Table of Contents
Journal of Quantum Chemistry
Volume 2014 (2014), Article ID 239845, 19 pages
Research Article

Understanding the Polar Character Trend in a Series of Diels-Alder Reactions Using Molecular Quantum Similarity and Chemical Reactivity Descriptors

1Departamento de Ciencias Químicas, Universidad Nacional Andres Bello, República 275, 8370146 Santiago, Chile
2Grupo de Química Cuántica y Teórica, Programa de Química, Facultad de Ciencias Exactas y Naturales, Universidad de Cartagena, Colombia

Received 1 March 2014; Revised 4 April 2014; Accepted 4 April 2014; Published 7 July 2014

Academic Editor: Daniel Glossman-Mitnik

Copyright © 2014 Alejandro Morales-Bayuelo and Ricardo Vivas-Reyes. This is an open access article distributed under the Creative Commons Attribution License, which permits unrestricted use, distribution, and reproduction in any medium, provided the original work is properly cited.


In molecular similarity there is a premise “similar molecules tend to behave similarly”; however in the actual quantum similarity field there is no clear methodology to describe the similarity in chemical reactivity, and with this end an analysis of charge-transfer (CT) processes in a series of Diels-Alder (DA) reactions between cyclopentadiene (Cp) and cyano substitutions on ethylene has been studied. The CT analysis is performed in the reagent assuming a grand canonical ensemble and the considerations for an electrophilic system using B3LYP/6-31 and M06-2X/6-311 + methods.

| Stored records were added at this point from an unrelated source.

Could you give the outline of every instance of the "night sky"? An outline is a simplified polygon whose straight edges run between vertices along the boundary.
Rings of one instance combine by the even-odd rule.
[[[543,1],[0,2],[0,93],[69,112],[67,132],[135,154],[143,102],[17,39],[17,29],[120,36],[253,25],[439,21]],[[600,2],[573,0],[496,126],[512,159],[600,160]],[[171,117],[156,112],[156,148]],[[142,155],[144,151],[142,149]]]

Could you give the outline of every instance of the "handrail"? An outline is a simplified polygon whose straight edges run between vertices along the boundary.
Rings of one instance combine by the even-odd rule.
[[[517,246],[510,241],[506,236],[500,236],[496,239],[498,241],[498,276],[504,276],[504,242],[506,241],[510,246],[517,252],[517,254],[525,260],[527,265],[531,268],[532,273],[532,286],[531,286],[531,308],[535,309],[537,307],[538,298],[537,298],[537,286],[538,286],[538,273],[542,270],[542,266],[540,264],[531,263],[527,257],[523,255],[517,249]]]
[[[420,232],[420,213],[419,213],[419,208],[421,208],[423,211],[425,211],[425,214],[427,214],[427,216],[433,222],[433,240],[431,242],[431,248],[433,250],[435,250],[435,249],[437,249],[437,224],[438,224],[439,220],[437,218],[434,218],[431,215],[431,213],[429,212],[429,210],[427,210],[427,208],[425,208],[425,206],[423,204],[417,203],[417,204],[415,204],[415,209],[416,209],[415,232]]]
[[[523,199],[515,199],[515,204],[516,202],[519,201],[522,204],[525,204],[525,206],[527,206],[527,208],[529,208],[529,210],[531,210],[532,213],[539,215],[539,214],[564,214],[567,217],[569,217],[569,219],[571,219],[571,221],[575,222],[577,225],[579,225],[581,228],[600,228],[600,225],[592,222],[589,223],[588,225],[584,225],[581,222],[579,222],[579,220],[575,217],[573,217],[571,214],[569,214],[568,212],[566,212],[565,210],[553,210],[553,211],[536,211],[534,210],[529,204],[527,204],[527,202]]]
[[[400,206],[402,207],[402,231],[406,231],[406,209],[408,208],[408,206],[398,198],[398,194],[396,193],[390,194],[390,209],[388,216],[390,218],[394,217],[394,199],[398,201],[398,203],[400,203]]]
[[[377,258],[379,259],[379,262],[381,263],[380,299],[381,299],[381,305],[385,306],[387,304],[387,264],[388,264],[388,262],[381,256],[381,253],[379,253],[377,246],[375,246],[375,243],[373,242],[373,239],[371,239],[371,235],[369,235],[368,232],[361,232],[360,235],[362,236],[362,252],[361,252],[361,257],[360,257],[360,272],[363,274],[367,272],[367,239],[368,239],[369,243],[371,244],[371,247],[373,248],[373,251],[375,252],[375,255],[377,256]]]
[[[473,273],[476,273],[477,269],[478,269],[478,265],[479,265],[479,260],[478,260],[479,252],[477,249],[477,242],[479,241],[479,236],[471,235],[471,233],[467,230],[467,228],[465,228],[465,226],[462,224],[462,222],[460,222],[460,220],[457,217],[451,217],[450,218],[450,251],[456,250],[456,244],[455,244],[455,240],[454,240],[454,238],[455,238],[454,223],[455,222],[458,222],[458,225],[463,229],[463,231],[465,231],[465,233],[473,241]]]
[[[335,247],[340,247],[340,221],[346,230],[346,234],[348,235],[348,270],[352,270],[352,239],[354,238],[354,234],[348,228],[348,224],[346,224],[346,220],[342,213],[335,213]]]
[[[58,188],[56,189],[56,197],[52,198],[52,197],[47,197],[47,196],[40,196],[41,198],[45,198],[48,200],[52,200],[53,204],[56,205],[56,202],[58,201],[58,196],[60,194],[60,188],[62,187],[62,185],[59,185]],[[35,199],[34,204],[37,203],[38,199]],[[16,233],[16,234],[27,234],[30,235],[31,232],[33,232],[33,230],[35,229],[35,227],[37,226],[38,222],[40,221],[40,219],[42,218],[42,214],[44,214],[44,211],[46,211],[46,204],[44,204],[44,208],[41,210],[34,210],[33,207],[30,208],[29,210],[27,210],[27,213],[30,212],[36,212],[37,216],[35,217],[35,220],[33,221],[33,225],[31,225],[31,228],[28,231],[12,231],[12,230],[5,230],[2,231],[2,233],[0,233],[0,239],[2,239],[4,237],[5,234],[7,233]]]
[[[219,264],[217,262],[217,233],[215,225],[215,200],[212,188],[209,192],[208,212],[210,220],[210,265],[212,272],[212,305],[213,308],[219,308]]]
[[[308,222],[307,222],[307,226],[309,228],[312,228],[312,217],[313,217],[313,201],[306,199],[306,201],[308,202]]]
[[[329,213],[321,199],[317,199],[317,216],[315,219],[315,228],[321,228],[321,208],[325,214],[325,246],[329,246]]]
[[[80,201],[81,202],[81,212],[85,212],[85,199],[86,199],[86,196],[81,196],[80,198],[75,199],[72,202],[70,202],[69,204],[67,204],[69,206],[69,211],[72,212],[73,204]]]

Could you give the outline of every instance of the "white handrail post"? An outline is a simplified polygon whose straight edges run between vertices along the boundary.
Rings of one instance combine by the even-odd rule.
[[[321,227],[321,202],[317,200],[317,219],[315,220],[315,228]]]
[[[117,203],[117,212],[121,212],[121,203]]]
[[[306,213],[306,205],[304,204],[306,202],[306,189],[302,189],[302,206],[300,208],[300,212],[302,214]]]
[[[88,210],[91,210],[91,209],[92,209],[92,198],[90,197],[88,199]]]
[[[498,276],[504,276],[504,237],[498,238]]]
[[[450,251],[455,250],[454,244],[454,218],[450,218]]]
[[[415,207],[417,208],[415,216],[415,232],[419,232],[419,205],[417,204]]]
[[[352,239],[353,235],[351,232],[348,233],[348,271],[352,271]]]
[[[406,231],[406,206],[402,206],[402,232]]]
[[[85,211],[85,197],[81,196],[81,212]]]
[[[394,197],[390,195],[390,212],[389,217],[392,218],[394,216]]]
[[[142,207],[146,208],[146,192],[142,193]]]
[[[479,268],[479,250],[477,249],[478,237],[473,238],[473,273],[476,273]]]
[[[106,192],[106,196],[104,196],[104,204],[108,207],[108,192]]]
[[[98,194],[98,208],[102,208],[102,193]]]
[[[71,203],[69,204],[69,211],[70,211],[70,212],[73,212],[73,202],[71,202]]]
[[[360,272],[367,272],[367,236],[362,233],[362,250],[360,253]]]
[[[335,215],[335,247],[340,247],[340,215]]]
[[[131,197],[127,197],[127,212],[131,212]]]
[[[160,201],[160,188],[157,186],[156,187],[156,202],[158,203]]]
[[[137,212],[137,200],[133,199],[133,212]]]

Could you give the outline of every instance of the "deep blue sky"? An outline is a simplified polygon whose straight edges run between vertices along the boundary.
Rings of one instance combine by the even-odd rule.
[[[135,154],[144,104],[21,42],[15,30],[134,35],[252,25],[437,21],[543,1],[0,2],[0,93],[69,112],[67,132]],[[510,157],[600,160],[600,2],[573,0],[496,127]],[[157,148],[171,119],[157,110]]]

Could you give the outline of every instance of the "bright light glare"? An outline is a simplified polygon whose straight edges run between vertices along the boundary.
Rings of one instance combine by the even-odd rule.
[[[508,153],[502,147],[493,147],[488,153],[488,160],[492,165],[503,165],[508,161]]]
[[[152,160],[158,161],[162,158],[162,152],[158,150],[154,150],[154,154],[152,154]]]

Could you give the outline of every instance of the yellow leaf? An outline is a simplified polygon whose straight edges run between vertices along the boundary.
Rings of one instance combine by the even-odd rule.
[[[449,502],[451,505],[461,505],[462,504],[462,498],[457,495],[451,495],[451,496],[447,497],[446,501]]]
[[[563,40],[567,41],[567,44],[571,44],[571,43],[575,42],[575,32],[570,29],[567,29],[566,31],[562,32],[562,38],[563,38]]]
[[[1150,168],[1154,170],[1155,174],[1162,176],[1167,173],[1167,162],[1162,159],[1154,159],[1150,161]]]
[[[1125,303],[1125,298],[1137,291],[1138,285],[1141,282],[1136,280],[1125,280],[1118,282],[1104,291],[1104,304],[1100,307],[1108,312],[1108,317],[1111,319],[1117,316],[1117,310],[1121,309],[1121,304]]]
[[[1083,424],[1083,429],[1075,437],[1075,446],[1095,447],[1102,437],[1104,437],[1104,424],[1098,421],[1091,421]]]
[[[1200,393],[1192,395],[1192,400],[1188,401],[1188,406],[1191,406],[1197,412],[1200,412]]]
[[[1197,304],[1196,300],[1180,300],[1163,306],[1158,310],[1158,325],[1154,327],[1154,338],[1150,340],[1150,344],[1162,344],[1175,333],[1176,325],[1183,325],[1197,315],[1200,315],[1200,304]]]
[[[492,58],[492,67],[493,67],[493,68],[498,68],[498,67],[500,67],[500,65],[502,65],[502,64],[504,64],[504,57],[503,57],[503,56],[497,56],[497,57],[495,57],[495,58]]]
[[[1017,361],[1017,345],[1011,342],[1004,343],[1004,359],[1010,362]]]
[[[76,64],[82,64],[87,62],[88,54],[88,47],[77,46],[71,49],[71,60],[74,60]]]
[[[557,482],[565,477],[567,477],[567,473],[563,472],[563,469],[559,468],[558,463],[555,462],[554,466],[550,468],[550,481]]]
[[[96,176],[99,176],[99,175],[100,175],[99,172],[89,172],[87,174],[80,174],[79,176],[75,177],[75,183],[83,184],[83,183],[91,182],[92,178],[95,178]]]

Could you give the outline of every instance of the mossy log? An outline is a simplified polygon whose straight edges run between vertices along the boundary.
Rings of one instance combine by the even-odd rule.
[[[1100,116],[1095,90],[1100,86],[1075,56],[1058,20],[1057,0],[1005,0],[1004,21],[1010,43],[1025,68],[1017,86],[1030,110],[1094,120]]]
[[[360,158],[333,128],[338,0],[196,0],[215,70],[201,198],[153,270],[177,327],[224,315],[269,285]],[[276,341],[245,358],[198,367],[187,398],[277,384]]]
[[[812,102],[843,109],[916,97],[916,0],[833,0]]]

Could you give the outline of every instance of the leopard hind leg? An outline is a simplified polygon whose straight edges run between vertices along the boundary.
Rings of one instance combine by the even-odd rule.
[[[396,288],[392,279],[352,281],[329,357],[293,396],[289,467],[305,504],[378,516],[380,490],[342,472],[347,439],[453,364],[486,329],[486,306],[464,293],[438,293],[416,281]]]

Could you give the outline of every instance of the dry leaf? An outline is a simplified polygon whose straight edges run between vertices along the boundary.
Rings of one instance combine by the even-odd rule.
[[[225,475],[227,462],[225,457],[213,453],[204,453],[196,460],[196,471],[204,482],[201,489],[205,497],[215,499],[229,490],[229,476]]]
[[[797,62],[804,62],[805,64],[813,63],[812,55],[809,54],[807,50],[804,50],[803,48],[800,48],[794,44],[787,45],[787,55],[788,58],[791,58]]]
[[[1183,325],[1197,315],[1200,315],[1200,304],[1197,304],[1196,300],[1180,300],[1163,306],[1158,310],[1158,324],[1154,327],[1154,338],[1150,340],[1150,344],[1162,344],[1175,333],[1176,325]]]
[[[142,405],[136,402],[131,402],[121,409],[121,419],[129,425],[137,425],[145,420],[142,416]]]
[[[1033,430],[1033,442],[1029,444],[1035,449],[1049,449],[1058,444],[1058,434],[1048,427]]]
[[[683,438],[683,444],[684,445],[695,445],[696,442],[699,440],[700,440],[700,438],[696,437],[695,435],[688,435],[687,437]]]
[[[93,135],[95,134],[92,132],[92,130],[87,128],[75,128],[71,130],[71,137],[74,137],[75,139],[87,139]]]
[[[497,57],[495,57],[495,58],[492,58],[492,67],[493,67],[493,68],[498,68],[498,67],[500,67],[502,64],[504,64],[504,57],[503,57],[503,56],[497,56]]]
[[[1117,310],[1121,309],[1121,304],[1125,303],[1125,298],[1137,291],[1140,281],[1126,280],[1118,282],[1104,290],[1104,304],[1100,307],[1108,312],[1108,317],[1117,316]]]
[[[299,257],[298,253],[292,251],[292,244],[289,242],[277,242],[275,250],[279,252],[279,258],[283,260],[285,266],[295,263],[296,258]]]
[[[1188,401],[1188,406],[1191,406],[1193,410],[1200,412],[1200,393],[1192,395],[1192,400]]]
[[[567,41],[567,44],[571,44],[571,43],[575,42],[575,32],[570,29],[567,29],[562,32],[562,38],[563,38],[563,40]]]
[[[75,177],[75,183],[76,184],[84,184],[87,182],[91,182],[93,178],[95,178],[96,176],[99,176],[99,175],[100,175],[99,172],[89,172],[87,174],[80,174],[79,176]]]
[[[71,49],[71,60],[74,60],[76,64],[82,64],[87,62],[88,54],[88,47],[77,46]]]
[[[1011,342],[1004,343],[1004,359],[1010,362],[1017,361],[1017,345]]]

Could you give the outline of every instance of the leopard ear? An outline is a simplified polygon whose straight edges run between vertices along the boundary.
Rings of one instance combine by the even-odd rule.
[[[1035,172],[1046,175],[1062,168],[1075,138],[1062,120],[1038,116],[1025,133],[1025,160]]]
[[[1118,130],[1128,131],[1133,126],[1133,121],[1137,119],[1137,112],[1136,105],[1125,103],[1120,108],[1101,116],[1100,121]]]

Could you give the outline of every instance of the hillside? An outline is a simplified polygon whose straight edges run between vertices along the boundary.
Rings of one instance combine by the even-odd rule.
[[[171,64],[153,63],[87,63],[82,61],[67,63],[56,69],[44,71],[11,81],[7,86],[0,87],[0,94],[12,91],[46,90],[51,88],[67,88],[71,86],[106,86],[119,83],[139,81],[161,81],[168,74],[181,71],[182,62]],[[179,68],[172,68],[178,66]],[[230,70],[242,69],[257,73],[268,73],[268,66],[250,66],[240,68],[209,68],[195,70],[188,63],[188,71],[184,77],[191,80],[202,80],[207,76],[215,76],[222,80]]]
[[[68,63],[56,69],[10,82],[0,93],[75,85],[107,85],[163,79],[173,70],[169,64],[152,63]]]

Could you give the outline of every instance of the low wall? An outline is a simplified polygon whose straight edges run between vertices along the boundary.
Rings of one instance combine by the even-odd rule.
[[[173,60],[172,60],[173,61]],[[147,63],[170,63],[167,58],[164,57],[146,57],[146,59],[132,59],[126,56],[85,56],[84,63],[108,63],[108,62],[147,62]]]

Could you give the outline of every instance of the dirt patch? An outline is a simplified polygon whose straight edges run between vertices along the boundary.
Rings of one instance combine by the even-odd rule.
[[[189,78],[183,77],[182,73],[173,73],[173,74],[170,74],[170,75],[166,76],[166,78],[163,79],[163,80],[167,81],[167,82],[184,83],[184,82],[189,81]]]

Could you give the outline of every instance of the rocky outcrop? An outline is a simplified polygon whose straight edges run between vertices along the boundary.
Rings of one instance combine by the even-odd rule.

An analysis for CT was performed in agreement with the experimental results with a good statistical correlation relating the polar character to the bond force constants in DA reactions. The quantum distortion analysis on the transition states (TS) was performed using molecular quantum similarity indexes of overlap and coulomb showing good correlation between the rate constants and quantum similarity indexes. In this sense, an electronic reorganization based on molecular polarization in terms of CT is proposed; therefore, new interpretations on the electronic systematization of the DA reactions are presented, taking into account that today such electronic systematization is an open problem in organic physical chemistry. Additionally, one way to quantify the similarity in chemical reactivity was shown, taking into account the dependence of the molecular alignment on properties when their position changes; in this sense a possible way to quantify the similarity of the CT in systematic form on these DA cycloadditions was shown.